Il commento alle letture di domenica 24 Novembre 2019 a cura di p. Samuele Duranti, sacerdote cappuccino.
Il suo trono è una croce, la sua corona è di spine
La festa di questa domenica, istituita da papa Pio X quando, nel Messico, i cristiani perseguitati morivano al grido «Viva Cristo re!», corona in maniera splendida l’anno liturgico, che ci ha fatto rivivere gli eventi della nostra salvezza.

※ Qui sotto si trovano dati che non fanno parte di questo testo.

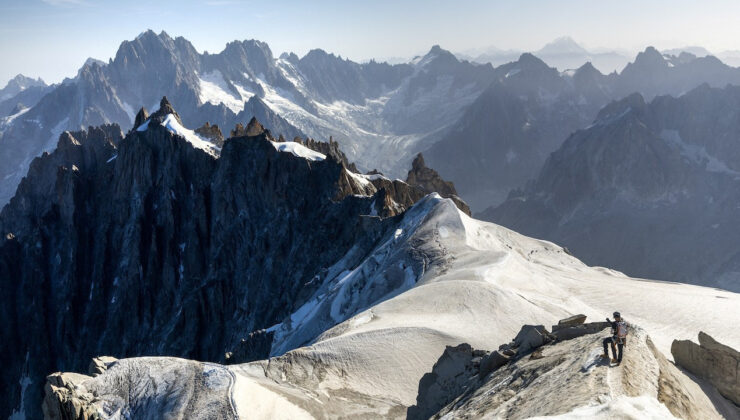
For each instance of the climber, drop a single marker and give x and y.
(618, 338)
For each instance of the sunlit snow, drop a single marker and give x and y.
(215, 90)
(298, 149)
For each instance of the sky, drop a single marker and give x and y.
(53, 38)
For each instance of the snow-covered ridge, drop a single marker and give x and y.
(298, 149)
(171, 123)
(379, 322)
(213, 89)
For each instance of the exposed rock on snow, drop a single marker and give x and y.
(366, 348)
(430, 181)
(571, 321)
(710, 360)
(571, 377)
(100, 364)
(212, 133)
(150, 244)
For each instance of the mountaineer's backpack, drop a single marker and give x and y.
(621, 329)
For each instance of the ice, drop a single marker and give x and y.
(170, 122)
(251, 397)
(298, 149)
(623, 407)
(215, 90)
(381, 319)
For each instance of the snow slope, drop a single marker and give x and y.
(171, 123)
(377, 325)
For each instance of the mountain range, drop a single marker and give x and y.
(160, 245)
(562, 53)
(650, 188)
(382, 115)
(140, 242)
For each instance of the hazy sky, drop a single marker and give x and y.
(52, 38)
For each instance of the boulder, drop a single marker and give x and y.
(712, 361)
(100, 364)
(66, 398)
(569, 333)
(530, 337)
(450, 376)
(141, 117)
(570, 322)
(492, 362)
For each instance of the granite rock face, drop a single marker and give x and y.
(645, 190)
(145, 245)
(713, 361)
(428, 180)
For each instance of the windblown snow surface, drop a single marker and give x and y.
(173, 125)
(361, 344)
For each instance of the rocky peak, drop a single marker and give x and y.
(141, 117)
(165, 108)
(530, 62)
(429, 181)
(616, 109)
(17, 108)
(211, 132)
(254, 128)
(650, 58)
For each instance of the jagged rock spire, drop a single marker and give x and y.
(165, 108)
(254, 128)
(141, 116)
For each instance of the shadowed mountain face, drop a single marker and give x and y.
(366, 107)
(504, 137)
(158, 243)
(460, 114)
(650, 189)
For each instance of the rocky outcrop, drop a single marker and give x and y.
(461, 369)
(571, 321)
(100, 364)
(644, 190)
(148, 245)
(451, 374)
(568, 374)
(141, 117)
(165, 109)
(66, 400)
(204, 392)
(330, 148)
(429, 181)
(712, 361)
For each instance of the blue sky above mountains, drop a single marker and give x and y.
(52, 38)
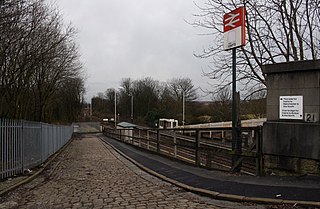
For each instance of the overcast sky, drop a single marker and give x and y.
(137, 39)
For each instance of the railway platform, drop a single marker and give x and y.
(95, 171)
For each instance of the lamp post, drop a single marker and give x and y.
(183, 107)
(131, 107)
(115, 108)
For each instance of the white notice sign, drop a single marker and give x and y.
(291, 107)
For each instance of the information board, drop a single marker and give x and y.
(291, 107)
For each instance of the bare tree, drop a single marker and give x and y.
(277, 31)
(38, 57)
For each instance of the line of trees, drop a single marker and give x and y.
(41, 77)
(153, 100)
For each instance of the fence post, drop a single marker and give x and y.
(158, 141)
(197, 145)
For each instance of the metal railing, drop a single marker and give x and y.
(26, 144)
(210, 148)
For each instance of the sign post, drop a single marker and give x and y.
(234, 36)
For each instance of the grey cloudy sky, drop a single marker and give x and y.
(136, 38)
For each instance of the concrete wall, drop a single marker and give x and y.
(293, 137)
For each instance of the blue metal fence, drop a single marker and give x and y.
(26, 144)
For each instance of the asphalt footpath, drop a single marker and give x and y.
(266, 188)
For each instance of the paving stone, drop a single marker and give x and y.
(89, 174)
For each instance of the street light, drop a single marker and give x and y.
(131, 107)
(115, 108)
(183, 107)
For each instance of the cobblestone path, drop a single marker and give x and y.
(90, 174)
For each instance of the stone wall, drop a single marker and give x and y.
(293, 137)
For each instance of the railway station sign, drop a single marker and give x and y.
(291, 107)
(234, 28)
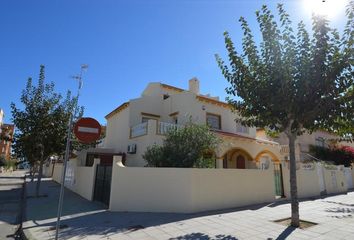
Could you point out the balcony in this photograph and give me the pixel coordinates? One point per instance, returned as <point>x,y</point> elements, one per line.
<point>139,130</point>
<point>164,127</point>
<point>152,127</point>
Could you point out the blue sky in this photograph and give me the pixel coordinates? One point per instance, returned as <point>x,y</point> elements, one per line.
<point>126,44</point>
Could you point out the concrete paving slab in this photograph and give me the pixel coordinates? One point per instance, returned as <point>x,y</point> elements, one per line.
<point>89,220</point>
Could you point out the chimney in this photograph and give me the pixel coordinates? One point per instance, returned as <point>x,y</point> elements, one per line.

Cristo re: un titolo che attraversa millenni e che in fondo a Gesù è stato riconosciuto. Possiamo risalire al patriarca Giacobbe, che predice alla discendenza di Giuda: «Non sarà tolto lo scettro da Giuda né il bastone del suo comando dai suoi piedi, finché verrà colui al quale appartiene e a cui è dovuta l’obbedienza dei popoli». L’angelo Gabriele così annuncia a Maria: «Tuo figlio sarà grande e chiamato Figlio dell’Altissimo; il Signore Dio gli darà il trono di Davide suo padre e regnerà per sempre sulla casa di Giacobbe e il suo regno non avrà fine». I magi, venuti dal lontano Oriente, omaggiano il neonato re dei giudei. Gesù fugge quando lo cercano per farlo re e però, quando ormai non c’è più pericolo di essere preso per un re guerriero, vuole entrare in Gerusalemme, acclamato re. Prende a nolo un asinello – non un destriero – e trionfalmente è osannato Figlio di Davide: Benedetto il regno che viene, del nostro padre Davide! È accusato dinanzi a Pilato perché si è fatto re! Sul cartiglio dove è scritta la motivazione della condanna alla morte di croce, si legge: Gesù nazareno, re dei giudei. In tre lingue – greco, ebraico, latino – perché tutti lo sappiano, tutti lo riconoscano. E, infine, avrà una sepoltura regale: trenta chili di profumi, una sindone nuova, un sepolcro nuovo, in un giardino incontaminato.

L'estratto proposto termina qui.